A performance comparison of ResNet vs. ResNeXt in terms of MAE is given in the Table 1. Additionally, the table shows the difference in performance of our custom soft AAR loss compared to the mean squared error (MSE) loss \(\mathcal {L}_{MSE}\) where, for a given batch of size n:

$$\begin{aligned} \mathcal {L}_{MSE} = \frac{1}{n} \sum _{i=1}^n ||y_i - \hat{y}_i||^2 \end{aligned}$$
(8)

Table 1 shows how using ResNeXt over its predecessor ResNet improves performance. Additionally, our custom AAR loss consistently improves the AAR metric in both networks. We can also note that LDS did not help in improving the performance; hence, we choose to move forward with ResNeXt trained using the AAR Loss. The LDS-trained ResNeXt network was trained using both MSE and AAR loss functions. The LDS-trained ResNeXt trained using AAR loss shows better performance.

Table 1. Accuracy comparison of ResNet, ResNeXt and ResNeXt with label distribution smoothing LDS using the evaluation data.

3.2 Two-Layer Random Forest (TLRF)

TLRF Classifier Module. Although classifying a face’s age group is an easier task than the exact age, it is still challenging due to age class imbalance. Table 2 shows the performance of the TLRF classifier module on our evaluation set. The F1 measure is much lower for underrepresented age groups due to lower recall.

Table 2. TLRF age group classifier module performance (using ResNeXt descriptor) on evaluation data. Support is the subset of data in each of the eight age categories used for evaluation.
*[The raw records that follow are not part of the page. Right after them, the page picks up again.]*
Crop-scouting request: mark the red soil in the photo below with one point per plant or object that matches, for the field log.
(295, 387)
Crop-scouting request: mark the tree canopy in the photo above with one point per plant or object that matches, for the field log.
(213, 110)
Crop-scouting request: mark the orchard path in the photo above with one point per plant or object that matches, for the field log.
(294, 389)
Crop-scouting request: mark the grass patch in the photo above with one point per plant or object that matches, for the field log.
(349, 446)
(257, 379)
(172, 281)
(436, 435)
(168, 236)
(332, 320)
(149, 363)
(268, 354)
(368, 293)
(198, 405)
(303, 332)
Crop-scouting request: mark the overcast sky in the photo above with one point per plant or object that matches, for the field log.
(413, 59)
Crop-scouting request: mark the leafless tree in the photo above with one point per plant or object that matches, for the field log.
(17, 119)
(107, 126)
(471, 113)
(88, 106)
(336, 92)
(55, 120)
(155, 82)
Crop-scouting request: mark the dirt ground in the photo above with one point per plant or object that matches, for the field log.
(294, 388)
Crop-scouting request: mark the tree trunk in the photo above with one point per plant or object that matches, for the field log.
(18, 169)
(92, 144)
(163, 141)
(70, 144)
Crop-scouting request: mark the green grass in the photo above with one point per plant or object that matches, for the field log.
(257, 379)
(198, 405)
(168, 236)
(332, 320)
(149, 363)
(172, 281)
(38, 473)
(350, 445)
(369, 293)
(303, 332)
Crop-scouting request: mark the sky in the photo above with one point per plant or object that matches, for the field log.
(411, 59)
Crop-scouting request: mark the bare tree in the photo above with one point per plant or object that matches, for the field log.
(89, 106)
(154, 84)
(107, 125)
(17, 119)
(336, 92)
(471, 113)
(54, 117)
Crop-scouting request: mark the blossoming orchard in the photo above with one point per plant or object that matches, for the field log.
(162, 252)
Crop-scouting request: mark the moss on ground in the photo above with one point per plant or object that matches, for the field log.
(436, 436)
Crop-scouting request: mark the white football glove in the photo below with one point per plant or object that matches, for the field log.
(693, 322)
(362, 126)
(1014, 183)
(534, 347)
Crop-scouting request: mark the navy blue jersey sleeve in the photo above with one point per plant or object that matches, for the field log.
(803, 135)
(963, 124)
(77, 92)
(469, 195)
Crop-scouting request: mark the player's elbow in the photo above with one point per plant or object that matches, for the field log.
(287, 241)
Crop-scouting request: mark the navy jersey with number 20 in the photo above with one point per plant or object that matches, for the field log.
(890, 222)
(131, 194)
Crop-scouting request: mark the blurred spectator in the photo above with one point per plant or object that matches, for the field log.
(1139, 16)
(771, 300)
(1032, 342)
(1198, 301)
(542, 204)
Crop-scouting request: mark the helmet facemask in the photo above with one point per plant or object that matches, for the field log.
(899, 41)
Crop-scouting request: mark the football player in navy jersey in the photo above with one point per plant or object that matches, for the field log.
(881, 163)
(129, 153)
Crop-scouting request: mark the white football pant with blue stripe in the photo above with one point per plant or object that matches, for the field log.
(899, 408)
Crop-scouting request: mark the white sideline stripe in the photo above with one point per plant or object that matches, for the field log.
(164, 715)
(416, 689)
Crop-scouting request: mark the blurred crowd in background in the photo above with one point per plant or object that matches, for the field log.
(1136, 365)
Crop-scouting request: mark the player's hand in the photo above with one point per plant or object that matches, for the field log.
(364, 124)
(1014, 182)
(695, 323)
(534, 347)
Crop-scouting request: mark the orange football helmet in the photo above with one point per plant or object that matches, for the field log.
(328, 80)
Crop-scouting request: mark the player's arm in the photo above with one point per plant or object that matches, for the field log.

TLRF Regressor Module. Several regression random forest topologies were evaluated against our proposed TLRF. First, a traditional regression random forest (RRF) was trained and evaluated with different number of trees using the ResNeXt 2048-dimensional feature descriptor. Then, we compare the single-layer random forest approach (RRF) to the proposed TLRF. Table 3 summarizes the RF ablation study experimental results using ResNeXt in combination with different RF configurations. For this part, a ResNeXt-50 was trained using MSE loss. The ResNeXt-50 residual deep network with a fully connected final regression layer performed well with an AAR of 8.01 on the held out evaluation set and 8.16 on the combined training and evaluation sets. Incorporating a random forest learning component improves the overall AAR accuracy using 100 trees to 8.20 on the combined training and evaluation sets and reduces AAR to 7.96 on the held out evaluation set. Increasing the number of trees to 200 did not improve performance on the evaluation set and decreased AAR performance to 8.17 on the combined T+E sets. Using the two-layer classification plus regression random forest with the same ResNeXt-50 feature embedding vector results in the best AAR of 8.21 on the combined training and evaluation sets and improves the score to 7.98 comparing to traditional regression random forests. This model also had the smallest class standard deviation (\(\sigma \)), on the held out evaluation set and the combined set.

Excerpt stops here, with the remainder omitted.